= Social-Conservative Party of Ukraine "Gerts" =

Political party in Ukraine

"Social-Conservative Party of Ukraine "Gerts" (Соціально-консервативна партія України «Ґерць»), founded as All-Ukrainian Political Union Women for the Future (Всеукраїнське політичне об’єднання «Жінки за майбутнє») is a political party in Ukraine registered on 30 March 2001. The party was created by Lyudmila Kuchma, a wife of the then serving President of Ukraine Leonid Kuchma. Among notable party candidates was Dmytro Firtash.

At the legislative elections of 30 March 2002, the party won 2.1% of the popular vote and no seats; although final poll results had predicted 5% till 6% of the total votes for the party.

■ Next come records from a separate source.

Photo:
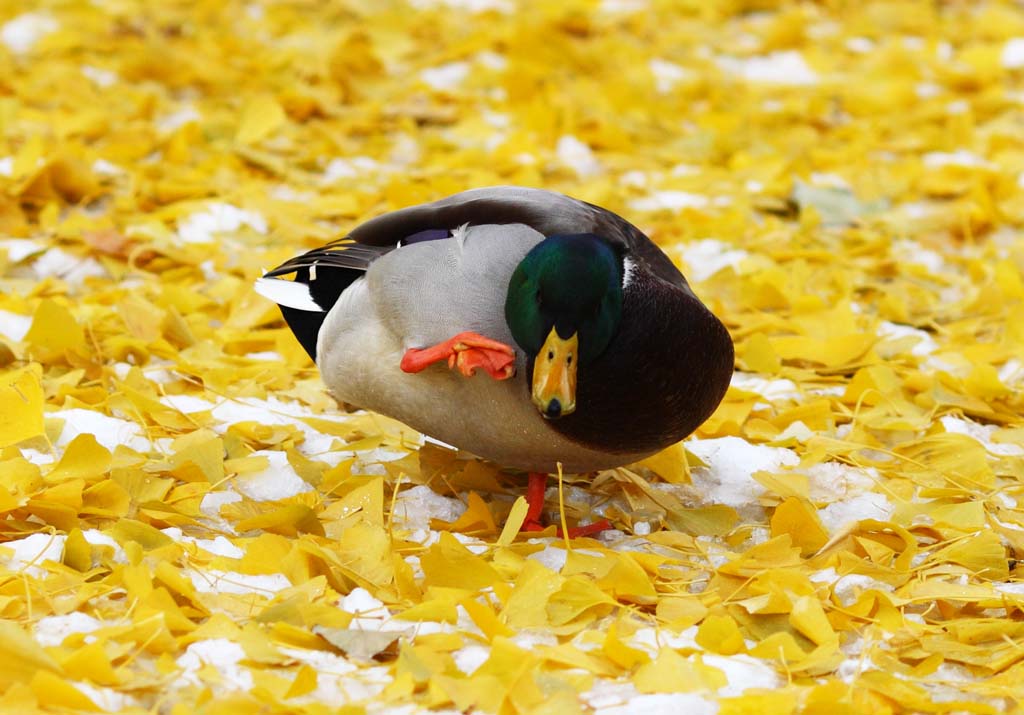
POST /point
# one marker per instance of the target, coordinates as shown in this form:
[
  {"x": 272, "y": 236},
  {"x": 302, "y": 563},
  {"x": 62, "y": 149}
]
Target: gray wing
[
  {"x": 547, "y": 212},
  {"x": 427, "y": 292}
]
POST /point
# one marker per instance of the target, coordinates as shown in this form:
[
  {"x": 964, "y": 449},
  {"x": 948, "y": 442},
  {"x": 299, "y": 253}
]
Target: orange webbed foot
[
  {"x": 466, "y": 351},
  {"x": 535, "y": 499}
]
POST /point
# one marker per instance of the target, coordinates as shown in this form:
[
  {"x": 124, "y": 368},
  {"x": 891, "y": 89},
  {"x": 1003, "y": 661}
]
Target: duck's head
[{"x": 563, "y": 306}]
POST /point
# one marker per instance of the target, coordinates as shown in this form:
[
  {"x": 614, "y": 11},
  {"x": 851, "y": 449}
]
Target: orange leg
[
  {"x": 466, "y": 351},
  {"x": 535, "y": 498}
]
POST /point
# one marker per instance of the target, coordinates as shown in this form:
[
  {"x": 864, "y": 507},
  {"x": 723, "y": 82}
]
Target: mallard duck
[{"x": 520, "y": 325}]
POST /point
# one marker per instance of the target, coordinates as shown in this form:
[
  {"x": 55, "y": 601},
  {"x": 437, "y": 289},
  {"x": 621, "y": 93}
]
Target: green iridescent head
[{"x": 563, "y": 306}]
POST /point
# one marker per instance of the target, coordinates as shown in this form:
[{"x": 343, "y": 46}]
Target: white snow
[
  {"x": 22, "y": 33},
  {"x": 778, "y": 68},
  {"x": 224, "y": 655},
  {"x": 961, "y": 157},
  {"x": 982, "y": 433},
  {"x": 670, "y": 200},
  {"x": 742, "y": 672},
  {"x": 29, "y": 553},
  {"x": 768, "y": 388},
  {"x": 109, "y": 431},
  {"x": 340, "y": 168},
  {"x": 218, "y": 217},
  {"x": 667, "y": 74},
  {"x": 98, "y": 76},
  {"x": 1013, "y": 53},
  {"x": 218, "y": 545},
  {"x": 474, "y": 6},
  {"x": 57, "y": 262},
  {"x": 731, "y": 462},
  {"x": 51, "y": 630},
  {"x": 629, "y": 702},
  {"x": 18, "y": 249},
  {"x": 278, "y": 480},
  {"x": 213, "y": 581},
  {"x": 445, "y": 77},
  {"x": 12, "y": 326},
  {"x": 869, "y": 505},
  {"x": 578, "y": 156},
  {"x": 708, "y": 256},
  {"x": 415, "y": 507},
  {"x": 926, "y": 344},
  {"x": 175, "y": 120}
]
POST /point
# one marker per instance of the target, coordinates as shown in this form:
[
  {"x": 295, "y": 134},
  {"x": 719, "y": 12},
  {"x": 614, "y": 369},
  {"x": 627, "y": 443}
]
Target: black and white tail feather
[{"x": 321, "y": 277}]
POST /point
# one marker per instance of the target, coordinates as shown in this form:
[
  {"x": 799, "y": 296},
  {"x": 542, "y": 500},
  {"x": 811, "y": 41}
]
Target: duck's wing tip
[{"x": 292, "y": 294}]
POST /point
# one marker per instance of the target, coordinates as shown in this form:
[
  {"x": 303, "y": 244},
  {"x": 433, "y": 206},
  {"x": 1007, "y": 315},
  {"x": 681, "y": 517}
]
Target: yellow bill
[{"x": 554, "y": 375}]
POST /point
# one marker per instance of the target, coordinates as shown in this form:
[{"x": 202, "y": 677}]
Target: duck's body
[{"x": 416, "y": 278}]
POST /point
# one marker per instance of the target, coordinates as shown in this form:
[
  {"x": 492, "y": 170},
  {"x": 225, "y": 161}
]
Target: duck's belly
[
  {"x": 378, "y": 318},
  {"x": 493, "y": 419}
]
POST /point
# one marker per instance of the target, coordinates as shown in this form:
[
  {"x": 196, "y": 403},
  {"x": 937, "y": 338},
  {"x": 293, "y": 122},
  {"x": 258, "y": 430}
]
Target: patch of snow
[
  {"x": 961, "y": 157},
  {"x": 340, "y": 168},
  {"x": 474, "y": 6},
  {"x": 981, "y": 433},
  {"x": 1013, "y": 53},
  {"x": 743, "y": 672},
  {"x": 96, "y": 538},
  {"x": 469, "y": 658},
  {"x": 12, "y": 326},
  {"x": 670, "y": 201},
  {"x": 771, "y": 390},
  {"x": 667, "y": 74},
  {"x": 278, "y": 480},
  {"x": 19, "y": 249},
  {"x": 551, "y": 557},
  {"x": 32, "y": 551},
  {"x": 633, "y": 703},
  {"x": 653, "y": 639},
  {"x": 445, "y": 77},
  {"x": 218, "y": 217},
  {"x": 830, "y": 481},
  {"x": 913, "y": 252},
  {"x": 212, "y": 502},
  {"x": 415, "y": 507},
  {"x": 175, "y": 120},
  {"x": 578, "y": 156},
  {"x": 708, "y": 256},
  {"x": 52, "y": 630},
  {"x": 107, "y": 699},
  {"x": 57, "y": 262},
  {"x": 109, "y": 431},
  {"x": 860, "y": 45},
  {"x": 213, "y": 581},
  {"x": 98, "y": 76},
  {"x": 186, "y": 404},
  {"x": 926, "y": 343},
  {"x": 731, "y": 462},
  {"x": 101, "y": 166},
  {"x": 787, "y": 67},
  {"x": 219, "y": 545},
  {"x": 864, "y": 506},
  {"x": 223, "y": 655},
  {"x": 22, "y": 33}
]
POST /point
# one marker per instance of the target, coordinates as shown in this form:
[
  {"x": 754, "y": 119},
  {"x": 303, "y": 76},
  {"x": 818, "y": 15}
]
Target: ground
[{"x": 192, "y": 524}]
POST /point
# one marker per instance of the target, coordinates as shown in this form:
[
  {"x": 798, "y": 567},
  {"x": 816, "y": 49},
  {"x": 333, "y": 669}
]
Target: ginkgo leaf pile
[{"x": 192, "y": 524}]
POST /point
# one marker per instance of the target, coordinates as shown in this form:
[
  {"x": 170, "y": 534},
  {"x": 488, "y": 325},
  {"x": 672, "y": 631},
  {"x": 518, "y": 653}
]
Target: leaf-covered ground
[{"x": 192, "y": 524}]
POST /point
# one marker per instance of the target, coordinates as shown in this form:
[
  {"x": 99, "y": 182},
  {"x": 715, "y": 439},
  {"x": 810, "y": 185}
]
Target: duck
[{"x": 528, "y": 328}]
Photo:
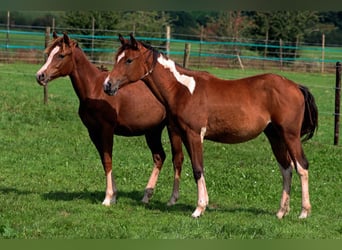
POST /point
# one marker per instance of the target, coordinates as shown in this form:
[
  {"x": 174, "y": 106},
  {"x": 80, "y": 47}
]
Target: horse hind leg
[
  {"x": 177, "y": 159},
  {"x": 285, "y": 165},
  {"x": 153, "y": 140},
  {"x": 301, "y": 165}
]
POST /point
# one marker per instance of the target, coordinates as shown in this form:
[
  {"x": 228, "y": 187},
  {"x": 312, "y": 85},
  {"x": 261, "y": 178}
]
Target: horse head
[
  {"x": 130, "y": 65},
  {"x": 59, "y": 61}
]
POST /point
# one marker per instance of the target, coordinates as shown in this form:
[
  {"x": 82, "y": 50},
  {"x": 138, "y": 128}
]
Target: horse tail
[{"x": 310, "y": 122}]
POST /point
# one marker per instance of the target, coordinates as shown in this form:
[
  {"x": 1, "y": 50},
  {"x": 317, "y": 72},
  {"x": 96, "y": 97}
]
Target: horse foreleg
[
  {"x": 104, "y": 145},
  {"x": 158, "y": 163},
  {"x": 177, "y": 160},
  {"x": 285, "y": 198},
  {"x": 154, "y": 143},
  {"x": 304, "y": 179},
  {"x": 194, "y": 146},
  {"x": 111, "y": 190}
]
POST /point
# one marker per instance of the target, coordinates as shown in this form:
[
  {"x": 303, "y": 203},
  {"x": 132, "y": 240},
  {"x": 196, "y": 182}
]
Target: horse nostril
[{"x": 108, "y": 86}]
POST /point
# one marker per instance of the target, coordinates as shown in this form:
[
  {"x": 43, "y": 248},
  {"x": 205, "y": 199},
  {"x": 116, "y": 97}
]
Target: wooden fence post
[
  {"x": 323, "y": 54},
  {"x": 337, "y": 103},
  {"x": 47, "y": 39},
  {"x": 168, "y": 37},
  {"x": 186, "y": 55}
]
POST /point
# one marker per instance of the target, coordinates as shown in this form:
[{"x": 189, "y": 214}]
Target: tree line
[{"x": 290, "y": 26}]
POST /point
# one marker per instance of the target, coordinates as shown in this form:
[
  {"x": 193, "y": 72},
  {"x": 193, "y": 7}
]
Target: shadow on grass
[
  {"x": 7, "y": 190},
  {"x": 134, "y": 199}
]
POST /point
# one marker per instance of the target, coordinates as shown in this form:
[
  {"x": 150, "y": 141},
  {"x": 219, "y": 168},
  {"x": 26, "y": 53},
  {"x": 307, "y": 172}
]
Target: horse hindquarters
[{"x": 289, "y": 154}]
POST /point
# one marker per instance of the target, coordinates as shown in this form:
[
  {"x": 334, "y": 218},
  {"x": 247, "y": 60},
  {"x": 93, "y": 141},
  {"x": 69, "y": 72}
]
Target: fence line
[{"x": 203, "y": 53}]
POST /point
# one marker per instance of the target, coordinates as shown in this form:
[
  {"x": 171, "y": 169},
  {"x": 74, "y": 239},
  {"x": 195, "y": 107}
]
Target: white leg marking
[
  {"x": 110, "y": 190},
  {"x": 304, "y": 179},
  {"x": 175, "y": 190},
  {"x": 187, "y": 81},
  {"x": 49, "y": 60},
  {"x": 203, "y": 131},
  {"x": 120, "y": 57},
  {"x": 151, "y": 185},
  {"x": 203, "y": 198},
  {"x": 285, "y": 198}
]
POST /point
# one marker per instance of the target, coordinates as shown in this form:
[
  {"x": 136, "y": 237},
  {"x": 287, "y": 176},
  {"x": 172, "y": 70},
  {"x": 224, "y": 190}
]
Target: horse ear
[
  {"x": 134, "y": 42},
  {"x": 122, "y": 39},
  {"x": 66, "y": 38},
  {"x": 54, "y": 35}
]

At the legislative elections of 26 March 2006, the party was part of the Opposition Bloc "Ne Tak". The party did not participate in the 2007 elections.

In a 2019 Ukrainian parliamentary election by-election on 15 March 2020 in electoral district 179 located in Kharkiv Oblast the party's candidate Olha Kovalenko received less than 160 votes (winner Yuliya Svitlychna received about 30.000 votes).

In November 2024 the party changed its name to Social-Conservative Party of Ukraine "Gerts".